An Encounter between the Arts and Sciences

The encounter between researchers and artists from the Berlin University of the Arts (UdK Berlin) and the University of Oxford will open-up a discursive and performative field of joint engagement spanning from the arts to the humanities and sciences. We are conjecturing that a disciplinary exchange of methodologies, modes of representation, language and other qualities will lead to more innovative contributions in the fields of the arts and sciences alike. The embracing of a more differentiated worldview – one that willfully goes beyond preconceived disciplinary borders and integrates speculative, subjective and positivistic approaches to problem-solving and creation ­– corresponds well with the challenges the world is facing today, challenges that are complex and far-reaching in their impact. 

National restrictions of travel and physical contact in the context of the global COVID-19 pandemic affected the planned encounter between researchers, artists and designers of the University of Oxford and the UdK Berlin scheduled for April 2020. Thus we will offer a digital platform for experiences and personal exchanges followed by an event in the physical realm on the Berlin campus in October. 

This shift to a digitally mediated mode of communication requires also a critical assessment of the impact that any given media technology has on the execution of its dependent activities.

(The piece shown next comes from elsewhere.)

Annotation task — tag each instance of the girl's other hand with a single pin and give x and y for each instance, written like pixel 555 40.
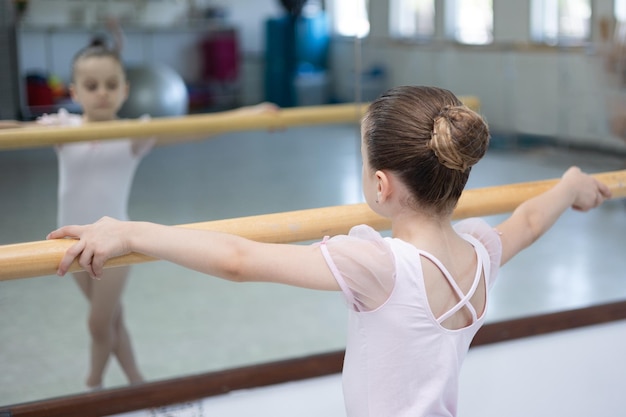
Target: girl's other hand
pixel 97 243
pixel 590 192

On a technological side it is our desire to develop a balanced interaction between content and media, which can support, inform and structure each part positively and grant new experimental spaces of shared exploration between the members of both universities. These mediated encounters will not be evaluated in their capability to mimic or replace analogue protocols but in their aptitude to provide a novel emphatic perspective on how we can work, think and communicate together from now on and in which digital modes of communication are crucial. The previously published overall thematic setup of the Oxford-UdK-encounter that focussed on the epistemic relationships between arts and science from the distinct institutional perspectives remains largely unaltered but surely is augmented by this new mode of digital interactions. 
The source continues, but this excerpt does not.